The legal landscape of the U.S. electronic dance music market grew abundant with high-profile lawsuits last year, and the new year’s kicking off with dilemmas extending overseas.

Tomorrowland promoter ID&T may prevent Disney from releasing a film of the festival’s namesake in the Netherlands, Luxembourg and Belgium as the former holds trademark rights to the name in those countries. The tense relations between the two companies date back to 2013 when Disney forced ID&T to rebrand the U.S. version of its festival as Tomorrowworld because of a previous trademark of the name 'tomorrowland' in the US - making the recent development an ironic turn of events.

Rebranding is a costly and inconvenient exercise, and there may be a commercial resolution to this conflict whereby both parties agree to co-exist with each other,” trademark attorney Sharon Daboul told the Belfast Telegraph. “Is there room for a Tomorrowland Disney film and a Tomorrowland music festival to exist together in the same market?
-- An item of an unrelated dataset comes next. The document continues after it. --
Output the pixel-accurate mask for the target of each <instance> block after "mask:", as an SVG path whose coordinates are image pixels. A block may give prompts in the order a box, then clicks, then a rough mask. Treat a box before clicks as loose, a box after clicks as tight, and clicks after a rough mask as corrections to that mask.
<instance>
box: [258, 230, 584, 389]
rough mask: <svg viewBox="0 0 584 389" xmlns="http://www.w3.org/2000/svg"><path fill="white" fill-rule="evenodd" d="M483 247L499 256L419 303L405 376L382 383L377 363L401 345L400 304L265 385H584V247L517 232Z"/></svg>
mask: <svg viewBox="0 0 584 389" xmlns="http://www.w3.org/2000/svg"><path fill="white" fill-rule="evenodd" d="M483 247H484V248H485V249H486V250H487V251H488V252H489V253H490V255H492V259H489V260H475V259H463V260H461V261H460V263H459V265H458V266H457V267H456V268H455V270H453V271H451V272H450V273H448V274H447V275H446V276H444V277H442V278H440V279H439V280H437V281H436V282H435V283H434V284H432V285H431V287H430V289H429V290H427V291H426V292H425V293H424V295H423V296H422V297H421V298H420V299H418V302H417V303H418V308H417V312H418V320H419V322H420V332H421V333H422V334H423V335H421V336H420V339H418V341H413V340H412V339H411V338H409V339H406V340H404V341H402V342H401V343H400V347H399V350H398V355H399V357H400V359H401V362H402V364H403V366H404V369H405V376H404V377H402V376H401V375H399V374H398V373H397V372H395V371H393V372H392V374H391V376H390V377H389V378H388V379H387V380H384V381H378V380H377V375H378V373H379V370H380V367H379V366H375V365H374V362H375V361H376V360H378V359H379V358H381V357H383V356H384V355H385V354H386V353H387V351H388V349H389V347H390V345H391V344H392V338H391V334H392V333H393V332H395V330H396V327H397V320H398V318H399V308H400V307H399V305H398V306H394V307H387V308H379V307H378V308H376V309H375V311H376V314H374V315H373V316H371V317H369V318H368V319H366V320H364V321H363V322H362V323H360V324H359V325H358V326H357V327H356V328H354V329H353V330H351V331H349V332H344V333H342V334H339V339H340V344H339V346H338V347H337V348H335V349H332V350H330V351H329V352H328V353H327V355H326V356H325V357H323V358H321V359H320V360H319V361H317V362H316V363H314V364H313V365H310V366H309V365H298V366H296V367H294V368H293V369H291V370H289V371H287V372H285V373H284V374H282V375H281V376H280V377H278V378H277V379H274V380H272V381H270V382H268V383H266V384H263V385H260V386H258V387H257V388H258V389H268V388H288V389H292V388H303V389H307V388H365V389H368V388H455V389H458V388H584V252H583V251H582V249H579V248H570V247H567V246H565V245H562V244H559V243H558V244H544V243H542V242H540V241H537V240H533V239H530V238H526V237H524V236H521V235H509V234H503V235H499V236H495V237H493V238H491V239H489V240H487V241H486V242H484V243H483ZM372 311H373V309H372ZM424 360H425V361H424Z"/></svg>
This is a question for the parties to consider.” Considering that Disney already barred ID&T from carrying the Tomorrowworld brand over to the U.S., such a compromise is unlikely.

Disney has also carried on a notorious legal battle with progressive house icon Deadmau5 regarding trademark rights for the Mau5head, giving them a touch-and-go relationship with the EDM industry. The movie, Tomorrowland: A World Beyond, is slated to hit theaters in the U.S. and abroad on May 22nd.